Tyree’s blood will be as ruined as the three Ybarisans who died during the royal repast. Knowing that quells my taste for it. “Leave us.”

The two guards are gone in seconds, their armor clattering on their climb down the steps.

“Not worried I might overpower you?” Tyree asks coolly as I wander toward the window that overlooks the arena.

I give his limp body a once-over. The multiple merth blade wounds covering his arms from Abarrane’s sessions are in various stages of healing. “And how would you do that? You’re injured and weak. With those cuffs, you will have no access to your affinity until I deem it so.” Thankfully, Zander returned the tokens to the family vault after removing them from Romeria’s wrists. The first thing I did when I decided to keep Tyree alive was secure them to his. He’s too valuable to risk losing to festering infection, especially now that we don’t have a healer.

“Is it true you were born without an affinity? What must it feel like to be impotent?”

I answer with a laugh. He’s trying to get a rise out of me. “I didn’t need an affinity to raise an army and claim a kingdom, did I?”

“I suppose not. You are the great and powerful King Atticus, after all,” he mocks.

I tap my boot against his tray of food that sits on the floor, untouched. “Not hungry?” The stew they delivered the other day was laced with ground meat. The guards reported him curled into a ball for hours, writhing in agony.

“Not particularly.” He sighs, and all humor slips from his voice. “What do you want?”

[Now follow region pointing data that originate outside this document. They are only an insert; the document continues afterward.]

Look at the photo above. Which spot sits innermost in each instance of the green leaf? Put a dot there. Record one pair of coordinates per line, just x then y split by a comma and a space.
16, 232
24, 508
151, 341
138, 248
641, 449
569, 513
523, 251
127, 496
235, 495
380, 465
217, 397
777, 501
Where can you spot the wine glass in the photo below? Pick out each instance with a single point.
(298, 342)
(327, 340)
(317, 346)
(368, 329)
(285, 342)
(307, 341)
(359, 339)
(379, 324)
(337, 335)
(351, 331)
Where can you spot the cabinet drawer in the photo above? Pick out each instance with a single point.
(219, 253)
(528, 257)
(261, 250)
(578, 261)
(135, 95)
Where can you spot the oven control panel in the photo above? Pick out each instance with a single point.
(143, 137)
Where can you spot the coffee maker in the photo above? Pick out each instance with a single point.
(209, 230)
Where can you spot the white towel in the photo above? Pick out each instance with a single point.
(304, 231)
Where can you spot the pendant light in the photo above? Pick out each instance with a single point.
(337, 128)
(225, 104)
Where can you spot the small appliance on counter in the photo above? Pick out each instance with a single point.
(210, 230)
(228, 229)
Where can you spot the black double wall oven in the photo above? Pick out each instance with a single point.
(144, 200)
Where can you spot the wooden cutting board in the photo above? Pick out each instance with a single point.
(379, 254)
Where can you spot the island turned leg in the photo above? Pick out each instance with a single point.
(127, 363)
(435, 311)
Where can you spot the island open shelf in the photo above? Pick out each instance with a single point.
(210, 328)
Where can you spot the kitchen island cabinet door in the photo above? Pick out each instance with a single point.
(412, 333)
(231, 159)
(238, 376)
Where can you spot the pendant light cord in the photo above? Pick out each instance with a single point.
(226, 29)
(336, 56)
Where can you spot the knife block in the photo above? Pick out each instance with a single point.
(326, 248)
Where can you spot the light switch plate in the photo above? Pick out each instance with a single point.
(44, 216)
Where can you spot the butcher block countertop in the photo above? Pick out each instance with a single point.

I peer out the window at the gallows and the bodies dangling. The executions are happening daily now, each time a new mortal is discovered with tainted blood—when their keeper dies violently—or is found with a vial hidden in their clothing or their quarters.

Mortals who thought their lives would somehow change for the better through murder. Cobblers and farriers, seamstresses and cooks. Simple people, desperate to be free of their duties. In the end, standing at the gallows, they all plead for mercy from their king.

But their king doesn’t grant it. He mustn’t, because to do so would be to show the same weakness as the previous king. So instead, he hardens his heart and watches them hang, punished for Ybaris’s betrayals.

I haven’t had to punish them all, though.

That family presented in front of the assembly still lingers in my thoughts, days later. Anyone with half a sense could see those children had been terrorized by the minor lord from Freywich. I’m certain that’s why Romeria rescued them with a bag of coins.

Gracen … that was the baker’s name.

The moment I laid eyes on her, I could see why Danthrin appeared before my assembly, insisting she be returned. She is stunning—for a mortal, dressed in worn clothes, dusted in flour. Her features are delicate and refined, a contrast to a wild mane of curly blond hair she attempts to tame with ties, and a smattering of freckles across the bridge of her nose. But it was the intensity in her blue eyes that caught me off guard. For a mortal of perhaps twenty-five, they revealed more depth than many of the century-old elven who hold court positions. Or maybe it was the way she pleaded with me to save her, and then gazed up at me with admiration that momentarily seized my breath.

Had Gracen been brought to Presenting Day in Cirilea, the crown would surely have claimed her as a tributary. If I had seen her?

I would have declared her mine in an instant.

I don’t doubt Danthrin fed off her regularly—how could he resist?—but he’s obviously bred her too. The mortal has already produced three healthy offspring with no husband in sight. The fear and loathing that radiated from her body when Danthrin spoke told me all were likely sired by different mortal men, and none of the experiences were pleasant.